Daglish moved to Lancashire in 1804 where he was employed by Lord Balcarres to manage Haigh Foundry and the adjacent Brock Mill Forge. While at Haigh he built pumping, winding and blast engines which in their day were described as "improved and efficient machines".

Around 1810, Daglish moved to Orrell where he was appointed manager of John Clarke's Orrell Colliery. Having seen the rack locomotives John Blenkinsop designed for the Middleton Railway near Leeds in 1812, under licence, he built the Yorkshire Horse to the same design as Blenkinsop's Salamanca. He converted the colliery wagonway between the collieries at Winstanley and the Leeds and Liverpool Canal at Crooke to a running track with stone sleepers and iron rails. The locomotive was built at Haigh Foundry. Under Daglish's management the colliery was extremely profitable.
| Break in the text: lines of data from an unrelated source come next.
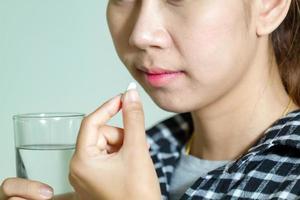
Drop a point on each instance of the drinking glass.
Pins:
(45, 143)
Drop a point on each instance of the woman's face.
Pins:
(185, 53)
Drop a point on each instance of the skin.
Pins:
(230, 74)
(230, 78)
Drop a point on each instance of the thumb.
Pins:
(133, 119)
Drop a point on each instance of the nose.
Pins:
(149, 30)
He built a second locomotive and said they each did the work of 14 horses saving the company about £500 per year.

Daglish supervised much of the construction work on the Bolton and Leigh Railway which opened in 1828.
he rebuilt the locomotive, Novelty, for the St Helens and Runcorn Gap Railway in 1833. With his son, Robert who erected the machinery for that railway's inclined planes, they operated the line from 1839 until 1848. Daglish was consulted by other railway companies such as the Newcastle and Carlisle Railway in 1832 and the Great North of England Railway. He won a prize in the London and Birmingham Railway's competition for the best design for rail chairs. In North America, Daglish was consulted by the Baltimore and Susquehanna, the Boston and Providence, the New York and Harlem and Norwich and Worcester Railroads.
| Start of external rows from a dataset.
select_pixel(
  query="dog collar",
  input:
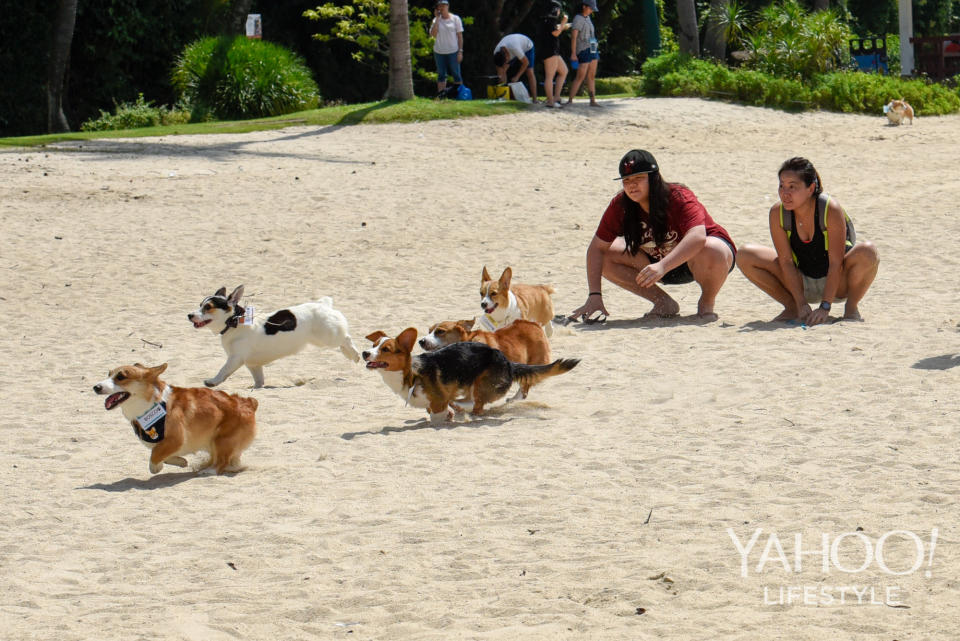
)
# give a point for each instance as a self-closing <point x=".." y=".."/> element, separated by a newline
<point x="234" y="320"/>
<point x="151" y="425"/>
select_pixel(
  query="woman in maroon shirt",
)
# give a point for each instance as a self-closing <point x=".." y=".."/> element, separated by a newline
<point x="654" y="231"/>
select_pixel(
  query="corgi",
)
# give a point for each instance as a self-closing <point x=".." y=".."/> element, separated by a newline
<point x="503" y="302"/>
<point x="521" y="342"/>
<point x="897" y="111"/>
<point x="173" y="421"/>
<point x="256" y="343"/>
<point x="435" y="379"/>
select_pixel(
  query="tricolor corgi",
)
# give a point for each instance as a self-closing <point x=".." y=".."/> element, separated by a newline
<point x="503" y="302"/>
<point x="256" y="343"/>
<point x="173" y="421"/>
<point x="521" y="341"/>
<point x="435" y="380"/>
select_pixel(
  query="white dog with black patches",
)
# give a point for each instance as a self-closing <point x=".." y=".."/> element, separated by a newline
<point x="255" y="343"/>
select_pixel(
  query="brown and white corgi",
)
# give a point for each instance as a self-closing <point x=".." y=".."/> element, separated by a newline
<point x="173" y="421"/>
<point x="898" y="111"/>
<point x="521" y="341"/>
<point x="504" y="301"/>
<point x="435" y="380"/>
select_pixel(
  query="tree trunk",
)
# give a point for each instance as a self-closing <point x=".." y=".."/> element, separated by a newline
<point x="60" y="43"/>
<point x="715" y="39"/>
<point x="237" y="19"/>
<point x="400" y="84"/>
<point x="689" y="36"/>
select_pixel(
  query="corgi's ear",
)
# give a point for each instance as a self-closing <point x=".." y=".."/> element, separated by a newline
<point x="407" y="339"/>
<point x="505" y="278"/>
<point x="235" y="295"/>
<point x="376" y="336"/>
==Robert Daglish (1809-1883)==

Daglish's son, Robert (1809-1883) was also an engineer. He trained with Hick and Rothwell in Bolton before moving to Lee Watson and Company's St Helens Iron Foundry. The foundry supplied machinery for mills, mines, waterworks, glassworks, and railways. Iron lattice truss bridges were supplied to the Liverpool and Bury Railway in 1846. He was also a railway contractor.